Sandlin, and other experts, told WAVE 3 News they expected a hiccup in the rollout because of how both Pfizer and Moderna’s vaccines are made.

“The feds told us front, there’s a curve in Phase 1, there’s a steep curve and they have it circled there where the curve trends upward that there’d be extremely high demand and very low product available,” UofL Director of Pharmacy Services Robert Fink said.

Fink told WAVE 3 News health experts meet weekly with State Health Commissioner Dr. Steven Stack to discuss the most recent data and to discuss how many doses of each vaccine the state will get. As of now, Fink said the number is 53,700 doses that the state must distribute to roughly 33 vaccination centers. Getting more than that allotment will not be possible for at least two months, Fink said.

“This is not the same as making aspirin in a chemistry lab, this is biotechnology,” Fink said. “It doesn’t afford us the opportunity to ramp up production like we would a chemical.”

The short supply of doses has forced vaccination centers to prepare diligently to make sure the doses they do get are used.

“The night before, we make sure we look for the next day’s schedule across our entity, and the pharmacist will then be set to take it out a few hours before we’re going to start our day,” Norton Healthcare Chief Medical Officer Dr.
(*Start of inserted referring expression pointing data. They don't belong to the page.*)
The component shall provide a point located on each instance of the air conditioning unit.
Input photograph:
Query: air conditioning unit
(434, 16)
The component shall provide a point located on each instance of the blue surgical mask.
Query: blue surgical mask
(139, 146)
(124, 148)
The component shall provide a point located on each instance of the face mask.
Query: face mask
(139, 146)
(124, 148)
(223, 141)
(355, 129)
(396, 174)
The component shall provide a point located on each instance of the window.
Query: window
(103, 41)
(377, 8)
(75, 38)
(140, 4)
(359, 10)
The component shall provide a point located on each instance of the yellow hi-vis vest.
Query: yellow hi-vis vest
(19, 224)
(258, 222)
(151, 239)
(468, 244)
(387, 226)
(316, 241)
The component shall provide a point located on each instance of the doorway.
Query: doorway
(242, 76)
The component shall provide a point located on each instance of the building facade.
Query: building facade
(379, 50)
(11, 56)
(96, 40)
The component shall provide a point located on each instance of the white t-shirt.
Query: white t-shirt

Joseph Flynn said. “That allows two things. One, it allows it to thaw but also then when we can distribute it to the sites, it really needs to be at room temperature for 30 minutes before we inject it into somebody’s arm.”

Though rollout is moving slowly, Sandlin said it is moving in the right direction.

“Once we’ve distributed, and once we’ve perfected this and once there is a good solid supply, I think a lot of that process is going to get easier,” Sandlin said.